Eviter un bain de sang

Pour sa part, Boeing, déjà considérablement affaibli par la crise de son 737 MAX, immobilisé au sol depuis la mi-mars 2019 après deux accidents qui ont coûté la vie à 346 passagers et membres d’équipages, a préféré tailler dans le vif. L’américain, qui emploie 160 000 salariés, a annoncé la suppression de 10 % ses effectifs. Pour David Calhoun, ces coupes etles 25 milliards de dollars d’emprunts obligataires devraient permettre à Boeing de traverser la crise avant un retour à la normale, qu’il ne prévoit pas avant deux ou trois ans.

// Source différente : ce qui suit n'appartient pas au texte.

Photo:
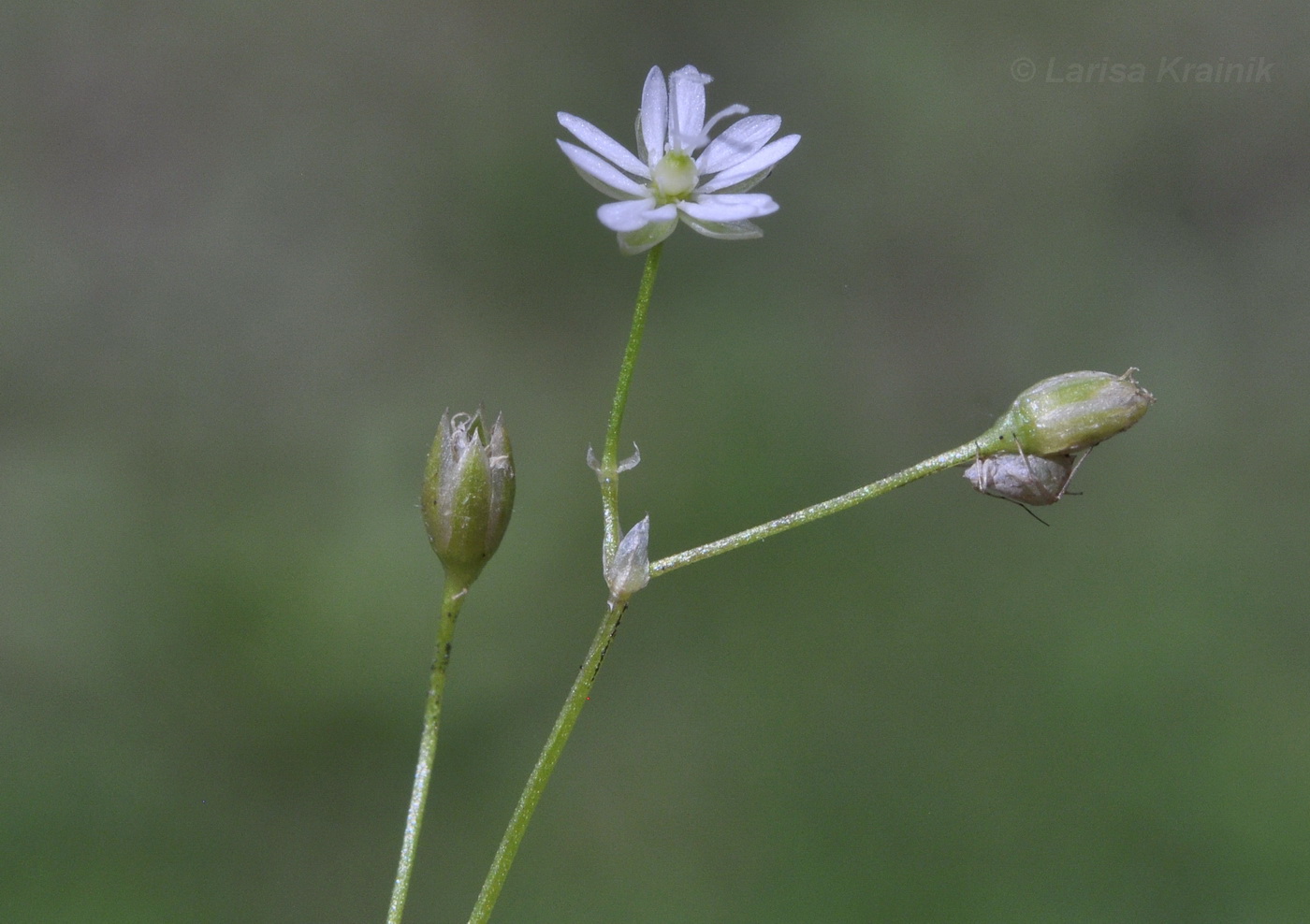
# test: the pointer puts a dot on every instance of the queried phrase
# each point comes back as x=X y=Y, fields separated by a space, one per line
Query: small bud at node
x=631 y=570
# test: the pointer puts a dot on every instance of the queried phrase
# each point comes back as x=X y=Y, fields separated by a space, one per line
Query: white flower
x=707 y=190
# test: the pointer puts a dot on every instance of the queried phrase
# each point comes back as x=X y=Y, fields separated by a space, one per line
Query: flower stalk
x=452 y=599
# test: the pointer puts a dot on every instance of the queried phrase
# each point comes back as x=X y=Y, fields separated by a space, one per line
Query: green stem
x=958 y=455
x=452 y=599
x=540 y=775
x=608 y=472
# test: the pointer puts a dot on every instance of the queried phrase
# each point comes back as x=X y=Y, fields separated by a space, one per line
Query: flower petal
x=633 y=215
x=730 y=207
x=652 y=121
x=723 y=231
x=603 y=144
x=648 y=237
x=600 y=173
x=737 y=141
x=687 y=108
x=759 y=163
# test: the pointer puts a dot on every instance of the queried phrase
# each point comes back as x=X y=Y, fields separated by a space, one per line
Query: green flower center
x=675 y=177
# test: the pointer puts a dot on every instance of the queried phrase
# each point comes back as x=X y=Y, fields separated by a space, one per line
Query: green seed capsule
x=1068 y=413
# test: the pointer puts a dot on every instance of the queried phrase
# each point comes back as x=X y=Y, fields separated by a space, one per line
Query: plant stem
x=576 y=698
x=452 y=599
x=608 y=472
x=958 y=455
x=550 y=753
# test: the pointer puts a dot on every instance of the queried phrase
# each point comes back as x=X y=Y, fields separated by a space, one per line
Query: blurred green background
x=251 y=252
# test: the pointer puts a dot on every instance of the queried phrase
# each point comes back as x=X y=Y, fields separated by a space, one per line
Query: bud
x=1037 y=481
x=631 y=569
x=468 y=492
x=1068 y=413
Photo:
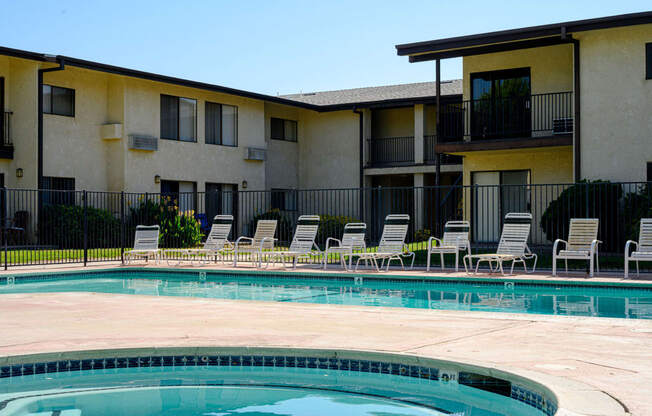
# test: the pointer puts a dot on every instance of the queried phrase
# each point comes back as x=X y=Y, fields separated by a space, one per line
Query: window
x=283 y=129
x=284 y=199
x=221 y=124
x=61 y=190
x=181 y=194
x=178 y=118
x=648 y=61
x=58 y=100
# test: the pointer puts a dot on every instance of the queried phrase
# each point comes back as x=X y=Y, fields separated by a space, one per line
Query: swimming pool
x=490 y=295
x=257 y=384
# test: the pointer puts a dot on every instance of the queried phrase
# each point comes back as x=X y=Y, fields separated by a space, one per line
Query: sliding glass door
x=501 y=104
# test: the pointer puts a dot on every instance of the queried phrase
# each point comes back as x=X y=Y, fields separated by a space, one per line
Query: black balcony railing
x=391 y=151
x=535 y=115
x=6 y=129
x=430 y=156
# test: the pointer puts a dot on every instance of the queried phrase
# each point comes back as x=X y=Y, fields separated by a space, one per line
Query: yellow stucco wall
x=551 y=67
x=616 y=134
x=546 y=164
x=392 y=122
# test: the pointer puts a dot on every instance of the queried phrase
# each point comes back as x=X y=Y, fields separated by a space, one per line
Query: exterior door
x=501 y=104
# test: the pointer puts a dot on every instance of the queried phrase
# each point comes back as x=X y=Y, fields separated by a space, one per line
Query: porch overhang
x=503 y=144
x=513 y=39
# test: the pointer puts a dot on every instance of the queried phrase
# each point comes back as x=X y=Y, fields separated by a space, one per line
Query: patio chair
x=392 y=243
x=262 y=242
x=303 y=243
x=145 y=244
x=352 y=241
x=643 y=248
x=216 y=243
x=582 y=244
x=511 y=247
x=456 y=239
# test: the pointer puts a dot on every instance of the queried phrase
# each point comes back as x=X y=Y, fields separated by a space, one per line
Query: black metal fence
x=43 y=227
x=529 y=115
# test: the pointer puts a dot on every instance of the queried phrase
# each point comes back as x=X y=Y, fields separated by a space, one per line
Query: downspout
x=576 y=105
x=39 y=161
x=361 y=160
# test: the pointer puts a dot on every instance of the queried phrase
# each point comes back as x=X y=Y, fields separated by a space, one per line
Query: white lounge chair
x=216 y=244
x=511 y=247
x=456 y=239
x=303 y=243
x=352 y=241
x=145 y=244
x=261 y=243
x=392 y=243
x=582 y=244
x=643 y=248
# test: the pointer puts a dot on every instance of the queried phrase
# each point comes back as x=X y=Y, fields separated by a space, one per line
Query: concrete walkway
x=610 y=355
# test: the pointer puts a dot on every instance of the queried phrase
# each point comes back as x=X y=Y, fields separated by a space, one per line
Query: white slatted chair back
x=394 y=233
x=305 y=234
x=354 y=234
x=516 y=231
x=645 y=236
x=219 y=234
x=581 y=234
x=265 y=229
x=456 y=233
x=146 y=237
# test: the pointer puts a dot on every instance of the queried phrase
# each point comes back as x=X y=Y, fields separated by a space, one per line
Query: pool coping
x=353 y=276
x=562 y=393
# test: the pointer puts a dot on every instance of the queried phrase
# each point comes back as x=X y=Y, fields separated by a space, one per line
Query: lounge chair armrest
x=264 y=240
x=437 y=242
x=628 y=244
x=557 y=241
x=328 y=242
x=243 y=238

Quand Airbus et Boeing toussent, c’est toute la chaîne de fournisseurs qui s’enrhume. « En moyenne, le taux de production a baissé de plus de 40 % », s’inquiète Philippe Petitcolin, directeur général de Safran. Le motoriste, qui compte en France environ 46 % de ses salariés en chômage partiel, n’envisage « pas de licenciements secs tant que ces mesures de chômage partiel sont en vigueur ». En revanche, prévient M. Petitcolin, « si la crise dure, il faudra que l’on prenne des mesures structurelles ».

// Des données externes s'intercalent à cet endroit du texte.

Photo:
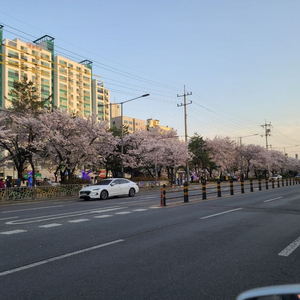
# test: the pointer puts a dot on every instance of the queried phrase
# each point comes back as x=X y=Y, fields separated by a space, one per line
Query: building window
x=45 y=56
x=13 y=54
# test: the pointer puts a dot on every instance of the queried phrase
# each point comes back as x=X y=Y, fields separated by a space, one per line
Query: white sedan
x=109 y=188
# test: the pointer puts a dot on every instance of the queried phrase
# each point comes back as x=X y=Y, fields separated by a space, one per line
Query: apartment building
x=132 y=123
x=155 y=123
x=70 y=83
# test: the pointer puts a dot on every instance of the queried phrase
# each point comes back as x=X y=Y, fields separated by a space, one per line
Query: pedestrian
x=8 y=183
x=2 y=184
x=18 y=182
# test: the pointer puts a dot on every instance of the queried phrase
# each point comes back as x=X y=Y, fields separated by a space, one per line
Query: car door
x=124 y=186
x=114 y=188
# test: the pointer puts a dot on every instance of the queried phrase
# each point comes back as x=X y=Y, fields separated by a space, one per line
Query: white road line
x=78 y=220
x=103 y=216
x=43 y=262
x=13 y=231
x=8 y=218
x=50 y=225
x=45 y=207
x=273 y=199
x=61 y=216
x=290 y=248
x=218 y=214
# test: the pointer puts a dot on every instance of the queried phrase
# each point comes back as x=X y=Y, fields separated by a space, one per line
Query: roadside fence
x=203 y=190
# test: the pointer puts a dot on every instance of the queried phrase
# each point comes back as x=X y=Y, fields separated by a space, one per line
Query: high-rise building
x=131 y=123
x=155 y=123
x=70 y=83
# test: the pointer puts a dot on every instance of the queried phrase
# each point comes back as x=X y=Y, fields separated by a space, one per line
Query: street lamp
x=155 y=161
x=242 y=167
x=122 y=146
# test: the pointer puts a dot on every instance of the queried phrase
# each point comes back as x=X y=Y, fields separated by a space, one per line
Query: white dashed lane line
x=50 y=225
x=78 y=220
x=13 y=231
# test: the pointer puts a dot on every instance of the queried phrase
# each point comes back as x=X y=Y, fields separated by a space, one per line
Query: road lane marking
x=8 y=218
x=60 y=216
x=273 y=199
x=36 y=208
x=103 y=216
x=78 y=220
x=46 y=261
x=218 y=214
x=13 y=231
x=50 y=225
x=290 y=248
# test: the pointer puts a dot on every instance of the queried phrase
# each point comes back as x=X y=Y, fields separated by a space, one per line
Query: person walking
x=2 y=184
x=18 y=182
x=8 y=183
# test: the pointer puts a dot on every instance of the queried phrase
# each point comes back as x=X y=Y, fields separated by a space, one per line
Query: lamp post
x=155 y=160
x=122 y=146
x=242 y=176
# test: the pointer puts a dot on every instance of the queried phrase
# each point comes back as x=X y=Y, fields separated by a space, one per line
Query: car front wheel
x=131 y=192
x=104 y=195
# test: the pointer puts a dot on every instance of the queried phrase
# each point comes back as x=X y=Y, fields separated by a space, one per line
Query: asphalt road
x=131 y=248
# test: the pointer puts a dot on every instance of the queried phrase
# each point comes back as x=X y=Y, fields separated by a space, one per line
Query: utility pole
x=267 y=133
x=185 y=123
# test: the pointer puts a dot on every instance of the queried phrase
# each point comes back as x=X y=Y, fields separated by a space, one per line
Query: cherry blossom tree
x=72 y=142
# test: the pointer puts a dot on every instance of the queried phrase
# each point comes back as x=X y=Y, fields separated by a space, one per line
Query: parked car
x=275 y=177
x=109 y=188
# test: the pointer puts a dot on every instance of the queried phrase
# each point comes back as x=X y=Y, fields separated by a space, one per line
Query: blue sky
x=239 y=58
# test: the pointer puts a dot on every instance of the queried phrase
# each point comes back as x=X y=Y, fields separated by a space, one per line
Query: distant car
x=275 y=177
x=234 y=178
x=109 y=188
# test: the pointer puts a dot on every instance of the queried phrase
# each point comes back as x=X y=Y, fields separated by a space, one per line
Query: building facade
x=155 y=123
x=70 y=83
x=131 y=123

General Electric et Rolls-Royce ont déjà commencé. L’américain a annoncé 25 % de suppressions de postes, tandis que le motoriste britannique va faire partir 8 000 salariés. Plus que les fournisseurs de premier rang comme Safran, ce sont les équipementiers de petite et moyenne tailles qui devraient faire les frais de la crise. Beaucoup de PME pourraient passer à la trappe.

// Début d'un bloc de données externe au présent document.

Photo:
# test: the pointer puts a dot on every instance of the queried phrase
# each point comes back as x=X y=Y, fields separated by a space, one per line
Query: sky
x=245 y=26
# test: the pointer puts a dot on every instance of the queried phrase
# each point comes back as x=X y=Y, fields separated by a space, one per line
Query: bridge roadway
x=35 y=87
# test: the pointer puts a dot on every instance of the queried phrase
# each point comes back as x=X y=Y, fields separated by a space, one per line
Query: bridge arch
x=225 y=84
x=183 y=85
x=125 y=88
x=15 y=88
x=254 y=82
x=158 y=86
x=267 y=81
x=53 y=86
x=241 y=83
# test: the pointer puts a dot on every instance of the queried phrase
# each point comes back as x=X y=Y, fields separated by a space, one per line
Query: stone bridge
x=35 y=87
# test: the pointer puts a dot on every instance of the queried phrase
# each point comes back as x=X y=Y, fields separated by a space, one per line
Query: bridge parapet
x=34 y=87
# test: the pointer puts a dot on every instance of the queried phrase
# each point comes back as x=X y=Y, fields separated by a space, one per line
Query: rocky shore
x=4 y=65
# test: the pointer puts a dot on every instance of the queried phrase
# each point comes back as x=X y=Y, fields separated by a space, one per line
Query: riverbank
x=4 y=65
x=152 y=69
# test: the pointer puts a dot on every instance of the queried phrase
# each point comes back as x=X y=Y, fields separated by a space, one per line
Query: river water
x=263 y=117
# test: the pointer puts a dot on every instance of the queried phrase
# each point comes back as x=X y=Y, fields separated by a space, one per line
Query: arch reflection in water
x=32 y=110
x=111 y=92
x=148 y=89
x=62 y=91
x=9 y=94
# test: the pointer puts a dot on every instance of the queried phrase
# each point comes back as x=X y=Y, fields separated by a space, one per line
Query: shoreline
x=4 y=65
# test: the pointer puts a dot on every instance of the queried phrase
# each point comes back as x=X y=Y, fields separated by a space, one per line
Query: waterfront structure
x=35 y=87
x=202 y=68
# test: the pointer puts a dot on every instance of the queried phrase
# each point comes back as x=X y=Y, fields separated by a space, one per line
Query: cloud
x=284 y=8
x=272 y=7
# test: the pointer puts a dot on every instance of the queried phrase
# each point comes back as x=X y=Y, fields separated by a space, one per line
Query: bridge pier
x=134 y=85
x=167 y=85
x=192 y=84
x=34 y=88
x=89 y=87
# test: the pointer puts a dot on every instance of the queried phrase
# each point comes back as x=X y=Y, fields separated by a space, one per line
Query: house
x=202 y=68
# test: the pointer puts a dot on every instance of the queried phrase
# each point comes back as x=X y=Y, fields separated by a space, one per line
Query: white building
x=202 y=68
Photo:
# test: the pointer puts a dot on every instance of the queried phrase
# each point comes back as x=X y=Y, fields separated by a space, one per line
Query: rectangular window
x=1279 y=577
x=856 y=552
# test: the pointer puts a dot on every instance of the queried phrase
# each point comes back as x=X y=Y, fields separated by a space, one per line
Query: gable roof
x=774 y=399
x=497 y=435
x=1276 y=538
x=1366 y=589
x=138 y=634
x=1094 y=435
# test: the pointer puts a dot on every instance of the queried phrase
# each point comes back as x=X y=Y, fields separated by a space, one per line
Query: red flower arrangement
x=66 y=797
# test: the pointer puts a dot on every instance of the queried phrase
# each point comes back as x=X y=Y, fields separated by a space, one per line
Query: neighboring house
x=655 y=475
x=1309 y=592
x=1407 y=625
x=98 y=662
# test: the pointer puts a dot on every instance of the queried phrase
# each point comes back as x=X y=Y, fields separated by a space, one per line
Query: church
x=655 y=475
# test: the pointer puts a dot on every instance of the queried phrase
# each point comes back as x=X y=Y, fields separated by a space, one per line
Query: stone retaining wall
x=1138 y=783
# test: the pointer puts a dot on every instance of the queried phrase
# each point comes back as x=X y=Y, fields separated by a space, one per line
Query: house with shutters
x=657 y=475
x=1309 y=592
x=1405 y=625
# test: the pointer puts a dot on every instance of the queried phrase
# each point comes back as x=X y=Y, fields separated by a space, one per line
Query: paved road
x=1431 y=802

Selon le Groupement des industries françaises aéronautiques et spatiales (Gifas), « avant la crise, près d’un quart [23 %] des 200 PME du secteur étaient déjà dans le rouge ». Pour éviter un bain de sang, Eric Trappier, PDG de Dassault et président du Gifas, a appelé, mercredi 13 mai, à un plan de relance européen. Le Gifas et son équivalent allemand, le BDLI, ont créé « deux task-forces chargées de vérifier l’état de santé de la filière ».

Avec la grande majorité des avions immobilisés, les aéroports se trouvent, eux aussi, à l’arrêt. « Notre niveau d’activité est de 2 % », précise Augustin de Romanet, PDG de Groupe ADP. Faute de recettes, le gestionnaire d’aéroports a revu à la hausse son plan d’économies, désormais fixé à 450 millions d’euros. « Un chiffre provisoire », précise le PDG. Ce dernier prévoit « une reprise du trafic aérien cet été, autour de 10 % à 15 % ». Il attend avec impatience la réouverture d’Orly. Les autorités devraient prendre « la décision entre le 8 et le 20 juin ». S’il n’y a pas de deuxième vague épidémique.